Does RMap is aware of cluster restart

lukasz-weareuncapped commented 7 months ago

I have spring app works and running with RMap create from RedissonClient.getMap cached. Once something happens with few redis nodes (we had a forced restart) that cached map does not work anymore. What is the recommended approach in that case? Call redissonClient.getMap each time? As i saw under the hood new RedissonMap is created so could be time and resource consuming. So please advice. Thank you.

mrniko commented 7 months ago

that cached map does not work anymore

Can you clarify here?

lukasz-weareuncapped commented 7 months ago

while reading/writing to map i've got an exception. Unfortunately i have no clue what's the exact exception is due to lack of logs.. but we do read and write on it.

mrniko commented 7 months ago

sorry, without details I'm unable to help. Redisson handles failover and you don't need to call redissonClient.getMap() after that.
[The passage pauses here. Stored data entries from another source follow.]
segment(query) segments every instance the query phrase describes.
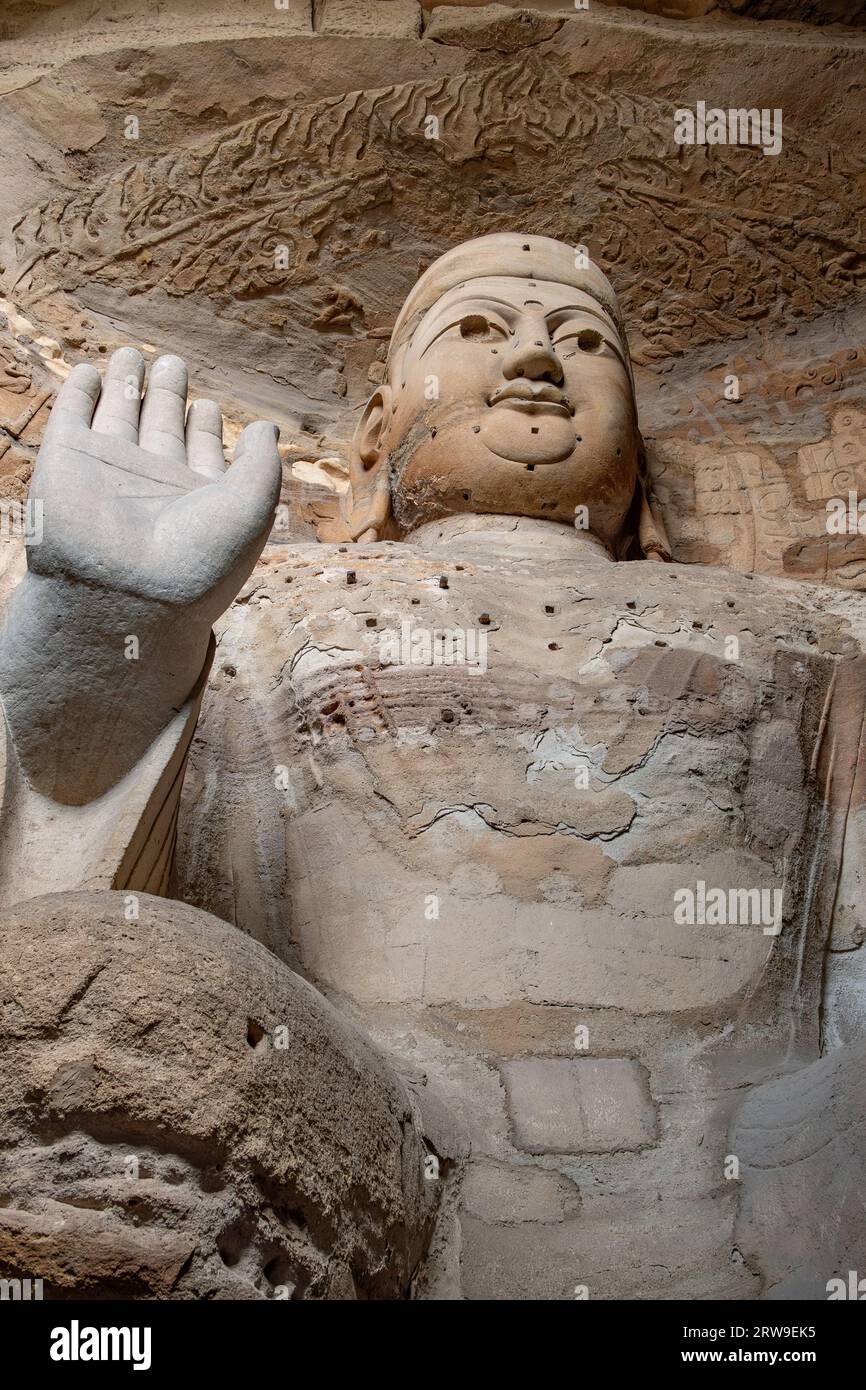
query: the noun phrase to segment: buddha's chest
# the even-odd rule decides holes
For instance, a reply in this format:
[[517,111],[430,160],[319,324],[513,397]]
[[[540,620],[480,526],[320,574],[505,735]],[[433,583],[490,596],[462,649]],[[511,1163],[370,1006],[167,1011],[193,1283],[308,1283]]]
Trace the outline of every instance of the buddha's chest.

lukasz-weareuncapped commented 7 months ago

Now i know much more. I've turned on debug logs and see that redisson keeps trying to reconnect(scaled down redis cluster to 0 and scaled up to repeat that issue). Unfortunately it keeps trying to reconnect to IP that is not active anymore. After reboot the IP has changed.. but looks that somehow it is cached and not able to connect to newly started redis nodes. If keeps trying forever with no luck. Is there any caching mechanism?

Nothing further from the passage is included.